Perry Noble Apologizes to Gay Community, Says Nashville Statement Did More Harm Than Good

Sandwiched in between Hurricane Harvey and Labor Day Weekend, Desiring God founder and teacher John Piper released his commentary on the Nashville Statement, authored and approved recently by many leading evangelicals “in the hope of providing a biblically faithful standard in our day” in regards to the “new ethical landscape” of sexual ethics. published some of Piper’s piece, including links to the full commentary and statement, not necessarily as a point of editorial agreement, but to provide a platform for conversation. As stated in that post, we strive to be a platform that encourages unity, especially within the Church.

In tracking the subsequent wave of reaction I found a Facebook Live post, “My Thoughts on the Nashville Statement,” by Perry Noble, founder of The Growth Company and author of Unleash! Noble said he views the Nashville Statement as a wall builder, not representative of the Christian faith, and delivered an apology to the gay community as someone from the evangelical community.

“Let me say just for the record and right up front that I am a solid believer in Christian marriage, a man and a woman,” he said. “I believe that with all my heart, however, I believe that the Nashville Statement actually did more harm in regards to Christianity. I believe it did more harm than good because it was a demonstration of how Christians are interested in building walls and not bridges.”

After describing how a gay friend said to him after the Nashville Statement was released that he appreciated Noble’s stance on the issue of sexual ethics, but also appreciates that Noble speaks out “on behalf of people like me.”

“And he went on to say, ‘I’m thankful for guys like you who are way [more] interested in preserving a relationship over winning the argument,’” Noble explained. “I think that’s one of the problems in Christianity today is that we are way too obsessed with being right and in our obsession with being right we have isolated ourselves from a group of people that we were not called to condemn but rather have a conversation with.
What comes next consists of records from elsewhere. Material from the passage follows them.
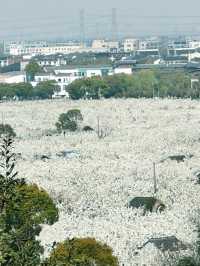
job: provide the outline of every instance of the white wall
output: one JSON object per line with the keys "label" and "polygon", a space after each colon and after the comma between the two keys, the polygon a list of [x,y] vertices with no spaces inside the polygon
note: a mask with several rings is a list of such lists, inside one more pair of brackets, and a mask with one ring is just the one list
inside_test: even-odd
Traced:
{"label": "white wall", "polygon": [[117,67],[115,68],[114,70],[114,73],[115,74],[127,74],[127,75],[131,75],[133,72],[132,72],[132,68],[131,67]]}

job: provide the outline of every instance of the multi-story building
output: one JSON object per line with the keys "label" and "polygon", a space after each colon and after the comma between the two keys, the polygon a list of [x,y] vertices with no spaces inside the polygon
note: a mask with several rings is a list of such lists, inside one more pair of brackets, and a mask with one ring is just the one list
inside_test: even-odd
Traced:
{"label": "multi-story building", "polygon": [[8,72],[8,73],[0,73],[0,83],[24,83],[26,82],[26,73],[25,72]]}
{"label": "multi-story building", "polygon": [[107,40],[94,40],[91,46],[93,51],[96,52],[118,52],[119,42],[118,41],[107,41]]}
{"label": "multi-story building", "polygon": [[113,74],[113,69],[110,66],[80,66],[80,67],[55,67],[47,68],[46,73],[37,74],[35,76],[33,86],[36,86],[42,81],[55,80],[60,87],[60,91],[56,92],[54,96],[67,97],[66,87],[73,81],[81,78],[91,78],[94,76],[107,76]]}
{"label": "multi-story building", "polygon": [[138,39],[125,39],[123,42],[123,50],[125,53],[134,52],[139,49]]}
{"label": "multi-story building", "polygon": [[84,47],[81,44],[66,44],[66,45],[47,45],[37,47],[26,47],[24,45],[16,45],[10,47],[10,54],[15,56],[20,55],[50,55],[50,54],[70,54],[81,52]]}

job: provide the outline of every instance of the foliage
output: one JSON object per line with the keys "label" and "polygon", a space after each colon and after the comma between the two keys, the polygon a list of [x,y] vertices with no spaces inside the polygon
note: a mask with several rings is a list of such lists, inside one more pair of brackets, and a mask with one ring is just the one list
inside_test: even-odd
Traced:
{"label": "foliage", "polygon": [[40,82],[34,88],[30,83],[0,84],[0,99],[49,99],[56,89],[57,85],[53,80]]}
{"label": "foliage", "polygon": [[93,238],[74,238],[57,245],[43,266],[118,266],[112,249]]}
{"label": "foliage", "polygon": [[34,88],[34,98],[48,99],[52,98],[56,90],[56,83],[54,80],[42,81]]}
{"label": "foliage", "polygon": [[16,133],[9,124],[0,124],[0,137],[2,136],[16,137]]}
{"label": "foliage", "polygon": [[78,122],[83,121],[83,116],[78,109],[69,110],[67,113],[62,113],[58,122],[56,123],[56,128],[59,133],[64,133],[68,131],[76,131],[78,129]]}
{"label": "foliage", "polygon": [[38,266],[43,253],[36,239],[40,224],[56,222],[58,210],[44,190],[17,178],[12,145],[9,136],[1,145],[0,265]]}
{"label": "foliage", "polygon": [[182,72],[162,73],[141,70],[133,75],[117,74],[74,81],[67,87],[72,99],[91,98],[198,98],[200,89],[191,88],[191,75]]}
{"label": "foliage", "polygon": [[178,261],[176,266],[199,266],[192,257],[184,257]]}
{"label": "foliage", "polygon": [[73,100],[99,99],[106,89],[107,84],[101,77],[92,77],[75,80],[67,87],[67,91]]}

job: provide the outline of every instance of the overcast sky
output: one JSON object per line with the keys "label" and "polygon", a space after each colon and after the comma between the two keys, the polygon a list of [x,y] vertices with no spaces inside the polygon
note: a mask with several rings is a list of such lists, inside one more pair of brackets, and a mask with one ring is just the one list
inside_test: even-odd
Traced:
{"label": "overcast sky", "polygon": [[199,0],[0,0],[0,39],[111,36],[112,8],[119,36],[200,34]]}

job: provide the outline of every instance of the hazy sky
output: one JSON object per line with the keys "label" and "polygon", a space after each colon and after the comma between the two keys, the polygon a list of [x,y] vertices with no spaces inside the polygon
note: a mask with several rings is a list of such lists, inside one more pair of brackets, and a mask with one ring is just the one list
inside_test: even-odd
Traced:
{"label": "hazy sky", "polygon": [[0,0],[0,39],[80,36],[80,9],[86,37],[111,35],[112,8],[119,36],[200,34],[199,0]]}

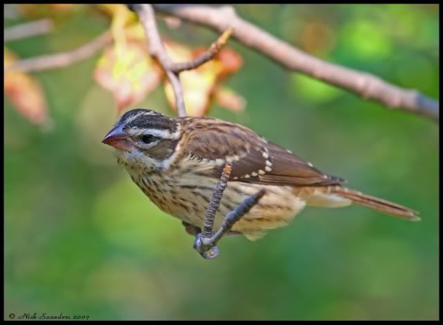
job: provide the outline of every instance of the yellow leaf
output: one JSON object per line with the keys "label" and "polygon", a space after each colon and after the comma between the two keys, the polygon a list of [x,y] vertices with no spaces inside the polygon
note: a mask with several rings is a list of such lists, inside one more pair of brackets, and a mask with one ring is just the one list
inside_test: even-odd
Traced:
{"label": "yellow leaf", "polygon": [[118,112],[141,102],[159,84],[161,71],[150,58],[143,42],[124,48],[108,46],[97,62],[94,78],[114,96]]}

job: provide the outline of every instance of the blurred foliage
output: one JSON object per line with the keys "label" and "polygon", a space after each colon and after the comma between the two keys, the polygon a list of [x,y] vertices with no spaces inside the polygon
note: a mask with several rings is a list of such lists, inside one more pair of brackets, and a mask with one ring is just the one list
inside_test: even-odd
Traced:
{"label": "blurred foliage", "polygon": [[[78,7],[64,12],[51,35],[8,49],[21,58],[68,51],[109,28],[109,17]],[[437,5],[236,9],[324,60],[438,96]],[[5,26],[34,19],[15,7],[5,12]],[[217,37],[185,23],[159,25],[192,47]],[[223,240],[220,256],[204,261],[181,222],[154,206],[101,143],[117,116],[112,96],[93,80],[97,55],[32,74],[53,119],[48,132],[4,100],[6,318],[438,318],[438,127],[228,46],[243,67],[226,85],[247,105],[238,114],[215,105],[211,116],[246,125],[350,186],[420,211],[422,222],[359,207],[308,208],[258,242]],[[138,106],[175,114],[159,88]]]}

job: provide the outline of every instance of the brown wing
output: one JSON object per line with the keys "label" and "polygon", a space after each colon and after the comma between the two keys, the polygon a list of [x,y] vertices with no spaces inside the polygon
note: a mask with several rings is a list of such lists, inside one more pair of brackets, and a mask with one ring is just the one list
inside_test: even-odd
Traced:
{"label": "brown wing", "polygon": [[325,174],[285,148],[252,130],[215,118],[192,118],[195,130],[185,148],[200,159],[217,161],[218,177],[226,161],[233,163],[230,180],[296,186],[339,184],[344,179]]}

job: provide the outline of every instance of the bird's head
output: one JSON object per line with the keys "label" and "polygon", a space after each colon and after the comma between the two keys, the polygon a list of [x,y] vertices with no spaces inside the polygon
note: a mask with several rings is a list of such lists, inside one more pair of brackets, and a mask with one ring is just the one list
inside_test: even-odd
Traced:
{"label": "bird's head", "polygon": [[102,142],[115,148],[118,158],[129,167],[159,167],[174,152],[180,133],[173,118],[136,109],[125,113]]}

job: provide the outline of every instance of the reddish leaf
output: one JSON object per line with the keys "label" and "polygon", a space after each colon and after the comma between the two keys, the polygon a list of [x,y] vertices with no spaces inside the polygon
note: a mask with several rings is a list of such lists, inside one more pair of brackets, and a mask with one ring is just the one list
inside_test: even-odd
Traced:
{"label": "reddish leaf", "polygon": [[219,88],[213,96],[218,105],[230,111],[241,112],[246,106],[245,99],[229,88]]}
{"label": "reddish leaf", "polygon": [[[15,60],[16,56],[5,49],[4,67]],[[5,72],[3,78],[5,94],[17,111],[34,124],[47,125],[46,103],[38,81],[27,73],[14,71]]]}
{"label": "reddish leaf", "polygon": [[[171,42],[165,42],[165,47],[173,62],[190,61],[206,51],[202,48],[191,51]],[[204,115],[209,109],[210,99],[219,82],[226,76],[238,70],[242,63],[242,58],[237,53],[231,50],[223,49],[214,60],[196,69],[183,71],[180,74],[180,81],[188,115]],[[175,109],[175,96],[168,82],[165,83],[165,92],[168,102]],[[221,95],[219,94],[222,103],[224,100],[224,105],[222,106],[227,106],[233,110],[239,110],[243,107],[244,103],[240,97],[234,98],[233,94],[230,94],[230,98],[228,98],[226,91],[225,94],[222,91]],[[237,100],[235,103],[234,99]]]}

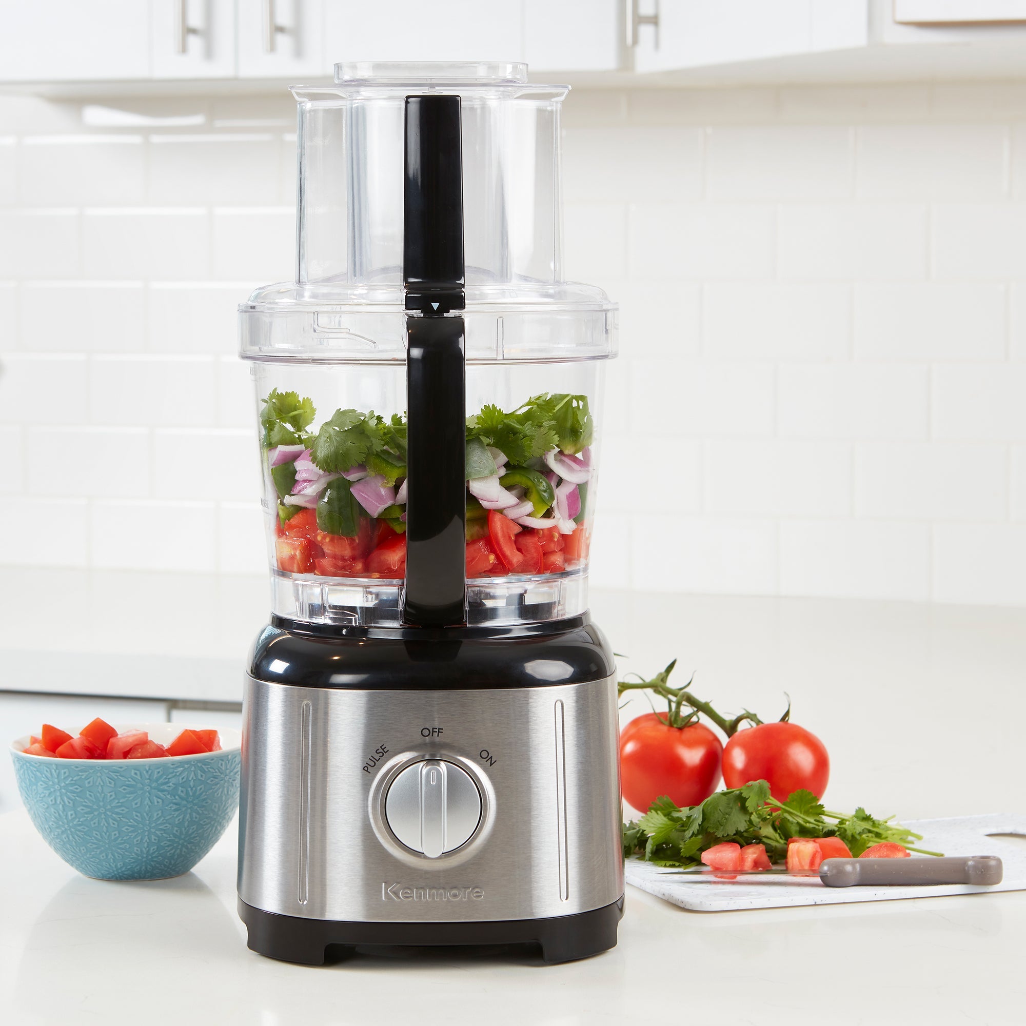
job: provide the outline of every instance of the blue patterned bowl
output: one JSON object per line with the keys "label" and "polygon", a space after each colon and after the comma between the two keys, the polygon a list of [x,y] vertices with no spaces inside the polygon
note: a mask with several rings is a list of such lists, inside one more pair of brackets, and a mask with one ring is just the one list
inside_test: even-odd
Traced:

“I believe we will reach way more people today if we enter into a conversation rather than condemnation.”

Noble said the subject is one that definitely should be talked about in the Church, but it should be preached in compassion, grace, and love “rather than condemning people and saying, ‘You’re evil and shouldn’t be doing that.’”
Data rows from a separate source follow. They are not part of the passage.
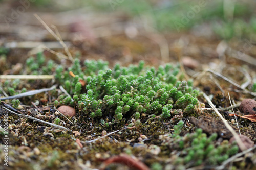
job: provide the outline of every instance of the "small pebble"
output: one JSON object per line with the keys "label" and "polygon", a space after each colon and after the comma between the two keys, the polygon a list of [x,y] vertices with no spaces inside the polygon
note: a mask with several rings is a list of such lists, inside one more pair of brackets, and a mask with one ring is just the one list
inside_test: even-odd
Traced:
{"label": "small pebble", "polygon": [[76,115],[75,109],[69,106],[63,105],[58,108],[58,110],[65,116],[74,117]]}
{"label": "small pebble", "polygon": [[242,101],[239,109],[245,115],[256,114],[256,101],[252,99],[245,99]]}

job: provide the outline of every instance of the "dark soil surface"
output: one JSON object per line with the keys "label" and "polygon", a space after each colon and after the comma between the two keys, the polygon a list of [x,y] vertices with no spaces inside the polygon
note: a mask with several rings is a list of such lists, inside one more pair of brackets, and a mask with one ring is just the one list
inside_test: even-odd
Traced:
{"label": "dark soil surface", "polygon": [[[0,10],[2,10],[3,7],[0,7]],[[14,23],[10,23],[9,27],[4,22],[0,22],[0,46],[11,46],[7,53],[6,60],[0,61],[0,74],[26,75],[26,72],[22,72],[24,70],[22,66],[25,64],[26,59],[36,52],[35,42],[40,42],[45,46],[50,45],[49,48],[65,54],[63,47],[36,19],[33,15],[34,12],[33,9],[29,9]],[[207,71],[210,69],[239,85],[244,84],[248,81],[248,77],[255,78],[256,76],[255,62],[253,62],[256,57],[255,44],[242,51],[243,53],[252,56],[251,61],[250,59],[245,60],[244,56],[238,52],[241,51],[241,46],[245,44],[244,41],[235,38],[224,42],[214,36],[201,36],[192,31],[179,33],[149,32],[141,28],[139,23],[137,35],[131,38],[125,33],[124,28],[132,21],[124,14],[111,14],[111,18],[103,13],[93,13],[84,18],[78,18],[75,13],[72,15],[65,12],[60,14],[57,12],[40,12],[38,14],[48,26],[53,24],[56,26],[63,40],[68,44],[71,54],[74,56],[80,54],[81,61],[101,59],[109,61],[111,68],[117,62],[122,66],[127,66],[131,63],[136,64],[141,60],[144,60],[146,65],[157,67],[167,62],[178,63],[184,69],[187,78],[194,79],[194,86],[211,96],[217,108],[230,106],[228,92],[234,104],[240,103],[246,98],[255,99],[255,93],[254,95],[248,94],[223,78]],[[7,12],[5,15],[11,14]],[[72,21],[70,23],[65,22],[68,16]],[[97,22],[97,20],[104,21]],[[82,27],[81,32],[76,32],[72,28],[77,29],[79,27]],[[81,36],[82,34],[86,36]],[[82,38],[78,40],[74,38],[77,35]],[[25,41],[26,44],[24,43]],[[49,45],[51,42],[54,43]],[[222,53],[222,50],[224,53]],[[71,64],[70,62],[58,58],[49,51],[45,50],[44,54],[47,60],[52,59],[66,68]],[[0,80],[2,83],[5,81],[6,79]],[[28,90],[32,90],[49,88],[54,83],[54,80],[36,80],[33,82],[22,80],[19,86],[20,89],[26,87]],[[250,91],[251,86],[251,81],[245,89]],[[56,90],[60,91],[58,87]],[[1,94],[3,95],[2,93]],[[33,111],[35,109],[31,102],[36,101],[39,102],[37,106],[39,108],[46,107],[50,110],[52,105],[49,100],[54,95],[49,92],[20,99],[23,108],[19,111],[22,114],[27,115],[29,110]],[[202,95],[199,100],[200,103],[205,103],[206,108],[210,108]],[[5,101],[11,104],[11,100]],[[48,105],[50,106],[47,107]],[[53,122],[54,117],[45,114],[48,111],[46,109],[42,116],[38,116],[37,118]],[[172,162],[170,156],[175,155],[174,153],[178,155],[179,152],[172,150],[168,145],[164,144],[167,142],[166,135],[173,132],[175,125],[170,123],[169,119],[161,120],[157,118],[148,119],[142,116],[142,125],[139,129],[127,130],[124,127],[131,119],[123,119],[106,127],[100,123],[100,119],[93,120],[83,119],[79,117],[78,109],[76,108],[76,115],[70,118],[70,120],[78,121],[77,124],[72,124],[59,115],[65,123],[60,125],[71,130],[71,131],[18,116],[0,108],[0,126],[2,127],[4,126],[5,114],[7,113],[9,130],[8,166],[4,165],[5,140],[1,136],[0,169],[104,168],[102,161],[123,153],[132,155],[148,167],[154,163],[158,162],[166,169],[178,168]],[[238,107],[234,108],[234,111],[237,114],[243,115]],[[238,128],[232,120],[233,117],[229,115],[232,113],[231,108],[220,112],[237,133],[240,130],[241,134],[247,136],[255,144],[255,123],[238,117]],[[224,140],[228,140],[233,136],[212,110],[203,110],[194,115],[185,115],[183,120],[185,125],[181,134],[182,136],[193,133],[196,128],[199,127],[208,136],[217,133],[217,142],[220,143]],[[89,142],[102,136],[102,134],[105,133],[104,131],[109,133],[117,130],[120,131],[99,140]],[[256,150],[254,149],[232,161],[232,164],[226,165],[224,169],[230,167],[233,169],[233,167],[234,169],[255,169],[255,154]],[[129,167],[116,163],[109,165],[106,169],[121,168],[129,169]],[[205,168],[204,166],[201,166],[194,169]]]}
“Why in the world should we be drawing a line in the sand when we should be having a conversation,” he said. “Because, guess what, if someone is gay or someone is transgender they have a story and instead of trying to tell them our story, what if we actually sat down at a table and were willing to listen to theirs?”

Addressing people that are gay or transgender, he said, “I want to offer you an apology on behalf of an evangelical Christian (points to himself), who does not believe what those people… I do not adhere to what they said for the most part. I do adhere to Christian marriage, marriage between a man and a woman, but you know what, if you don’t agree with that I can still be your friend. I can still see eye-to-eye with you … I can still sit down and have a conversation with you. You know why? Because Jesus said, ‘Let the one who is without sin cast the first stone’ and I don’t have any rocks in my pocket.

“I want to tell you that I am sorry for the way you were treated, but I wanted to tell you that I truly do believe that the gospel is Jesus Christ, crucified on a cross, buried, [and] rose from the dead. That’s the gospel. Period.”